D is wrong because the SeccompDefault feature gate (stable in 1.27) does allow RuntimeDefault to be applied automatically when explicitly enabled in kubelet configuration. It is not always required to specify it in every Pod spec when this feature is enabled.

etcd stores the complete revision history of all key changes, enabling watch operations and point-in-time queries. auto-compaction-retention controls how long this revision history is kept before being compacted (deleted). A value of 1 (in hours, by default) means revisions older than 1 hour are discarded during compaction. The security implication is that forensic analysis of historical etcd state — for example, determining what value a Secret had 3 hours ago — becomes impossible once compaction runs. For production, teams should choose a retention period that balances etcd disk usage (revision history consumes significant space in active clusters) with forensic needs, recognizing that audit logs and external monitoring should be the primary source of truth for historical security analysis.
A is wrong because the compaction retention unit for the --auto-compaction-retention flag (in periodic mode, which is the default) is hours, not seconds. A value of 1 means 1 hour.
C is wrong because a value of 1 does not disable compaction — it enables compaction with a 1-hour retention period. A value of 0 disables automatic compaction.
D is wrong because compaction removes old revision history but does not limit each key to a single revision. Current values are always accessible. Watch operations continue to function for future changes — they only lose access to the compacted historical window.

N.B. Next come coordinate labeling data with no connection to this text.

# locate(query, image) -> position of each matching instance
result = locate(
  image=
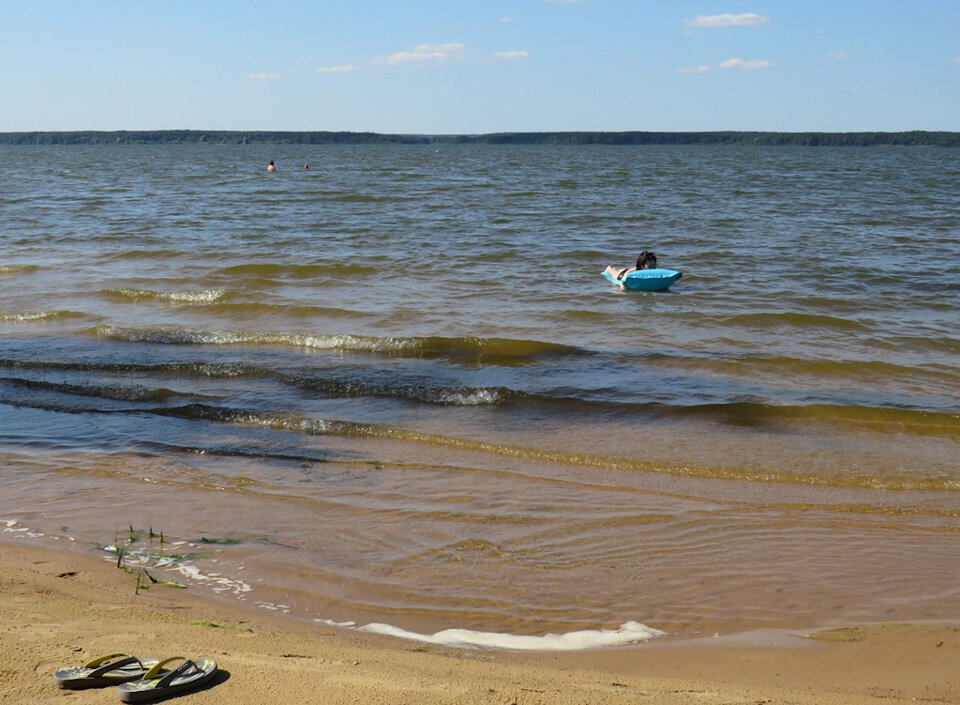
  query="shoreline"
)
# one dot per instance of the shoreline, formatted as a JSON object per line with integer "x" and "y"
{"x": 59, "y": 608}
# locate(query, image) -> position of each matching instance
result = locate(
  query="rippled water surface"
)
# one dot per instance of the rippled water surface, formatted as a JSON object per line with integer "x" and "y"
{"x": 394, "y": 387}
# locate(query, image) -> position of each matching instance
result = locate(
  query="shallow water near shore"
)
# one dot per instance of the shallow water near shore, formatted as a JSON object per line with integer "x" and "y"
{"x": 394, "y": 388}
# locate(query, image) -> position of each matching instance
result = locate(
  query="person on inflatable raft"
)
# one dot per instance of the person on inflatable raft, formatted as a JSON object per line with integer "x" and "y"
{"x": 646, "y": 260}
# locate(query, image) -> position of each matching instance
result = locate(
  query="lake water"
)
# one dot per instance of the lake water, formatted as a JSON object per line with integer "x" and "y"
{"x": 394, "y": 387}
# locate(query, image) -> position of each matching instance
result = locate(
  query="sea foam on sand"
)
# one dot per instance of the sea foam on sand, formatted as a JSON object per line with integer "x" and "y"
{"x": 627, "y": 633}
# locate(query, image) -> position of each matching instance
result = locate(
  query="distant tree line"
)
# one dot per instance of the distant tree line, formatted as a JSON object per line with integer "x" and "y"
{"x": 806, "y": 139}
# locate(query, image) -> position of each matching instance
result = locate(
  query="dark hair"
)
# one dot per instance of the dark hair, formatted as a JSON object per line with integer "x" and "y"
{"x": 647, "y": 260}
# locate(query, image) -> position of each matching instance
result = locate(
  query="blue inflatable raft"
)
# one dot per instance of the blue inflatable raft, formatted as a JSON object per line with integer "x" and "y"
{"x": 646, "y": 279}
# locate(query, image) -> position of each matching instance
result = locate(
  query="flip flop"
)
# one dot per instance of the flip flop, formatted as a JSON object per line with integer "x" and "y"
{"x": 159, "y": 682}
{"x": 112, "y": 669}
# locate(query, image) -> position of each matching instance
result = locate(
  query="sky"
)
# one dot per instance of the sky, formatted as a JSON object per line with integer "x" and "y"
{"x": 480, "y": 66}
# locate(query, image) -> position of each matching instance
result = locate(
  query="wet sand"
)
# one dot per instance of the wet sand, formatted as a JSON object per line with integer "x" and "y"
{"x": 60, "y": 608}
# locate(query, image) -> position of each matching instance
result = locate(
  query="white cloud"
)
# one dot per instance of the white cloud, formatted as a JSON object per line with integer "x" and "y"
{"x": 751, "y": 65}
{"x": 746, "y": 19}
{"x": 516, "y": 54}
{"x": 428, "y": 53}
{"x": 346, "y": 68}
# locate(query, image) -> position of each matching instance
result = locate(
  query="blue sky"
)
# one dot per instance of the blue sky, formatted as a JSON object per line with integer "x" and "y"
{"x": 476, "y": 66}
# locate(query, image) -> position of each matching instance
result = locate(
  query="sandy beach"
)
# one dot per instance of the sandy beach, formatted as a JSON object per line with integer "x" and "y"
{"x": 61, "y": 609}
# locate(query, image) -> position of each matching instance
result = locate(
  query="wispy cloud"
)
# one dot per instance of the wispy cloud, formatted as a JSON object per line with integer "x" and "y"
{"x": 428, "y": 53}
{"x": 515, "y": 54}
{"x": 746, "y": 19}
{"x": 346, "y": 68}
{"x": 702, "y": 68}
{"x": 752, "y": 65}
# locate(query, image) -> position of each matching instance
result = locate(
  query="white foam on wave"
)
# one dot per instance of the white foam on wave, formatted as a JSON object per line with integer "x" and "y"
{"x": 355, "y": 343}
{"x": 29, "y": 316}
{"x": 201, "y": 296}
{"x": 477, "y": 397}
{"x": 627, "y": 633}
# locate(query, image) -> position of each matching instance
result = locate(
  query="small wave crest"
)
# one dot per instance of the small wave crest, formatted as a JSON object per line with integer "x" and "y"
{"x": 502, "y": 350}
{"x": 17, "y": 269}
{"x": 273, "y": 270}
{"x": 201, "y": 296}
{"x": 37, "y": 316}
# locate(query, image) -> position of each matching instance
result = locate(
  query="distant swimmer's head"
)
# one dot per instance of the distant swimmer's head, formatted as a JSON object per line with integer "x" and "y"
{"x": 647, "y": 260}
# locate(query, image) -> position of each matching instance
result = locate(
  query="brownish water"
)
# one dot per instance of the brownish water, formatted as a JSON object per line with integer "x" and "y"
{"x": 271, "y": 373}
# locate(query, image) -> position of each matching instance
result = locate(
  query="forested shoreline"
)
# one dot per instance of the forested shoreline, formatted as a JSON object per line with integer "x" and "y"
{"x": 919, "y": 138}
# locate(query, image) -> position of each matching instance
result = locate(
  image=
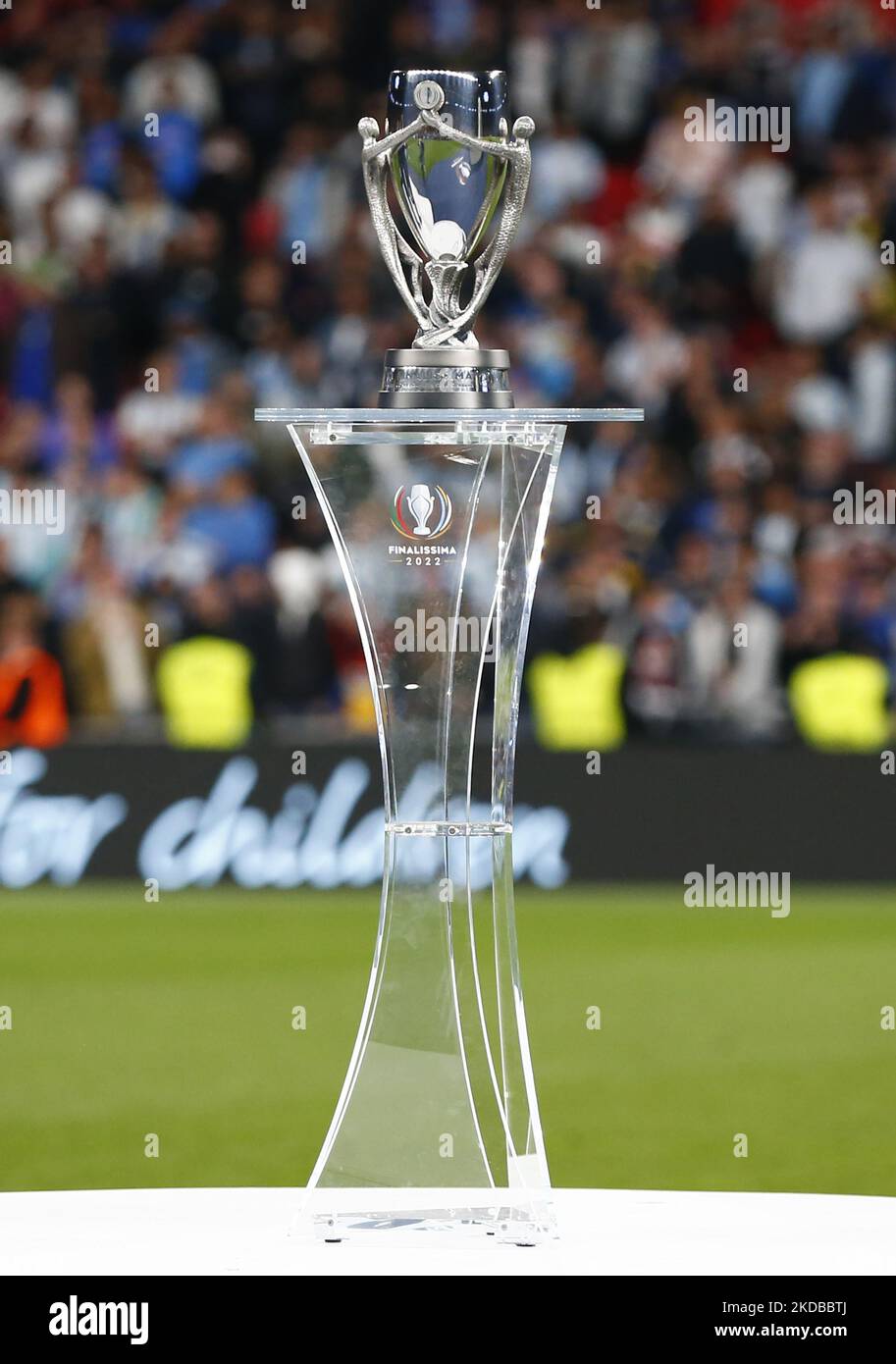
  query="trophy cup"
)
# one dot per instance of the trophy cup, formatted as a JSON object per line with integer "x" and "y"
{"x": 437, "y": 502}
{"x": 453, "y": 167}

This distinction is important for setting accurate expectations about what image scanning achieves. CVE-based scanning (Trivy, Grype, Snyk) matches installed package versions against known vulnerability databases — it is highly effective at finding publicly disclosed vulnerabilities in third-party dependencies. However, it cannot detect: application logic flaws (authentication bypasses, injection vulnerabilities, business logic errors), insecure configurations baked into the image, weak cryptography in application code, or design weaknesses. A container image with a clean CVE scan can still be critically vulnerable through SQL injection, SSRF, or insecure direct object references. Comprehensive security requires both CVE scanning and application security testing (SAST, DAST, penetration testing).
A is wrong because modern vulnerability scanners like Trivy scan OS packages, programming language dependencies (npm, pip, Maven, Cargo), and application-level lock files — not just OS packages. The limitation is about CVEs versus application logic weaknesses, not about OS versus application layer.
C is wrong because this describes the remediation path difference, not the conceptual distinction. The question asks about the nature of the categories, not how they are fixed.
D is wrong because vulnerability and weakness have distinct technical meanings in security. CVEs (Common Vulnerabilities and Exposures) and CWEs (Common Weakness Enumeration) are separate classification systems maintained by MITRE with different purposes.